Zurückblicken in der Zeit
„Für jeden Pixel auf diesen Bildern kennt man also den genauen Längen- und Breitengrad. Bei Maxar entspricht die Entfernung zwischen den Pixeln dann etwa 30 Zentimetern auf der Erde. Damit kann man einzelne Leichen auf den Straßen erkennen.“
Butscha in der Ukraine hat einen Anwendungsfall dieser Bilder verdeutlicht: das Zurückblicken in der Zeit. Die Satellitenfirmen wissen, wie jeder Punkt der Erde vor einer Woche, einem Monat oder einem Jahr aussah. Die Analyse in Butscha funktionierte nur in Kombination mit den Videos, die die Ukrainer am Boden gemacht haben. So etwas sei bei ihrer Arbeit oft entscheidend, sagt Micah Farfour, die für Amnesty International auf Satellitendaten nach Menschenrechtverstößen fahndet.
„Wenn möglich, sammeln wir zusätzlich örtliche Fotos, Zeugenaussagen – alles, was wir bekommen können. Aber es gibt Fälle, wo das nicht möglich ist. Etwa in Nordkorea, China oder der Darfur-Region – da kommen kaum Informationen raus!“, sagt Micah Farfour.
Blicke in unerreichbare Regionen
Das ist der andere Anwendungsfall der Satelliten: Sie erlauben einen Blick in Regionen, die sonst unterreichbar sind. Micah Farfour erklärt, dass sie beispielsweise von einem Dorf in Myanmar wusste, das niedergebrannt wurde. Auf Satellitenbildern konnten sie erkennen, welche Spuren das hinterlässt.

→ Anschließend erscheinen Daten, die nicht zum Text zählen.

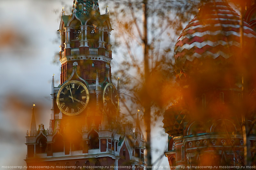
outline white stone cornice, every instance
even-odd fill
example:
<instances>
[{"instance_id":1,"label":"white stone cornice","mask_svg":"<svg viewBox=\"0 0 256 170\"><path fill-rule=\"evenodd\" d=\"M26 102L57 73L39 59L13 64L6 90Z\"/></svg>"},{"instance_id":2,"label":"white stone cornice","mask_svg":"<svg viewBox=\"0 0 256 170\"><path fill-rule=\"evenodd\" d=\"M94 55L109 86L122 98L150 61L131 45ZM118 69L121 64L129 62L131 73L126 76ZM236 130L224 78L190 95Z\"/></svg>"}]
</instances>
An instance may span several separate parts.
<instances>
[{"instance_id":1,"label":"white stone cornice","mask_svg":"<svg viewBox=\"0 0 256 170\"><path fill-rule=\"evenodd\" d=\"M97 56L88 55L78 55L76 56L76 58L75 59L74 56L69 55L65 56L59 60L60 61L60 63L62 64L67 61L72 61L74 60L90 60L96 61L103 61L107 63L110 64L112 59L107 57L104 55L97 55Z\"/></svg>"}]
</instances>

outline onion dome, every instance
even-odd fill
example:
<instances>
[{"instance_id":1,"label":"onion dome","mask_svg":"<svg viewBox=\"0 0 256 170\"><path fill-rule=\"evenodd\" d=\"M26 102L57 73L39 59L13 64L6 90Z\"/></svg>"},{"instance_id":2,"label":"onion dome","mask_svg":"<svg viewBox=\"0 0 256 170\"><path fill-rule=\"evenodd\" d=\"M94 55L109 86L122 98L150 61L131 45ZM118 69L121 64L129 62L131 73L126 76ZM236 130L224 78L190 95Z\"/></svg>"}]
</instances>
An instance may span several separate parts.
<instances>
[{"instance_id":1,"label":"onion dome","mask_svg":"<svg viewBox=\"0 0 256 170\"><path fill-rule=\"evenodd\" d=\"M240 17L224 1L208 1L183 30L176 43L174 57L177 78L189 71L195 59L225 60L240 54ZM256 33L244 21L244 46L252 48ZM190 61L190 62L188 61Z\"/></svg>"},{"instance_id":2,"label":"onion dome","mask_svg":"<svg viewBox=\"0 0 256 170\"><path fill-rule=\"evenodd\" d=\"M182 134L183 124L188 121L182 108L181 105L176 103L165 110L163 120L163 127L165 130L165 133L170 136Z\"/></svg>"}]
</instances>

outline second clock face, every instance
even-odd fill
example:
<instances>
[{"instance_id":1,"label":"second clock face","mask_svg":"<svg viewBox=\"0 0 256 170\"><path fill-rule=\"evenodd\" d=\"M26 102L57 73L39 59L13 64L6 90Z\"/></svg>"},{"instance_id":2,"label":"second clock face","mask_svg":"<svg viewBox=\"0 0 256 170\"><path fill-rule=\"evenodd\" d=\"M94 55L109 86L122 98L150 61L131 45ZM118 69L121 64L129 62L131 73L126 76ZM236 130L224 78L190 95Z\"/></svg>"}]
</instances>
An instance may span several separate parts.
<instances>
[{"instance_id":1,"label":"second clock face","mask_svg":"<svg viewBox=\"0 0 256 170\"><path fill-rule=\"evenodd\" d=\"M114 117L119 109L119 97L116 88L112 83L108 83L105 86L103 102L108 115Z\"/></svg>"},{"instance_id":2,"label":"second clock face","mask_svg":"<svg viewBox=\"0 0 256 170\"><path fill-rule=\"evenodd\" d=\"M89 93L83 84L71 81L64 84L57 96L57 104L64 114L76 115L85 108L89 100Z\"/></svg>"}]
</instances>

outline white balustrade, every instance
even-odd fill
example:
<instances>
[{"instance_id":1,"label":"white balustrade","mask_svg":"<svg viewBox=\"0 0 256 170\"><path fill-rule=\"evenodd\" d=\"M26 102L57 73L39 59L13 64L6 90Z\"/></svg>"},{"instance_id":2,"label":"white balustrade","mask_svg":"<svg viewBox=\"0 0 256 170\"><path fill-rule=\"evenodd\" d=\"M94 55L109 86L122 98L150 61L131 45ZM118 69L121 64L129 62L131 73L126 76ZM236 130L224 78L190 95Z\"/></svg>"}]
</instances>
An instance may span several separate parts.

„Wir schauen dann auf die Region und erkennen auf dieser Grundlage sechs weitere Dörfer, die ebenfalls niedergebrannt worden waren. Mit sowas kann man auf Menschenrechtsverstöße schließen.“
Mittlerweile unterstützen auch Computersysteme solche Analysen. Derzeit wertet Micah Farfour Satellitenbilder aus Mariupol aus.
„Leichen sind extrem schwer zu erkennen, gerade jetzt wo der Schnee schmilzt. Das traue ich mir ohne Fotos von vor Ort nicht zu. Wir suchen vor allem nach Zerstörungen, die auf bestimmte Waffenarten hindeuten.“
Die Macht privater Satellitenfirmen
Etwa geächtete Streumunition. Bei ihrer Arbeit sind die Fahnder auf die privaten Satellitenfirmen angewiesen. Das verdeutlicht deren Macht. Sie entscheiden, wer was sieht – und scheinen verantwortungsvoll damit umzugehen. Nach einer Flut in Brasilien veröffentlichte Maxar seine Bilder jüngst gratis, um Hilfskräfte zu unterstützen. Wäre der Krieg nicht auch so ein Fall? Mit öffentlich zugänglichen, aktuellen Bilder aus der Ukraine könnte jeder sehen, was dort passiert.
Ritwik Gupta ist anderer Meinung. Die „New York Times“ sei als Medium vorbildlich mit den Bildern umgegangen – indem sie die relevanten gezeigt habe. Würden die Satellitenfirmen anfangen, alles zu veröffentlichen, wäre das eher eine Gefahr.
„Durch die Verbreitung der Bilder an die breite Öffentlichkeit können auch die feindlichen Streitkräfte sehen, was wir sehen, was für größere Operationen schädlich ist.“
Bilder, die Fluchtwege verraten
Auch für Zivilisten wäre das ein Problem, denn die Bilder verraten Fluchtwege, sagt Micah Farfour. Aus diesen Gründen halten die Satellitenfirmen manche Bilder sogar bewusst zurück.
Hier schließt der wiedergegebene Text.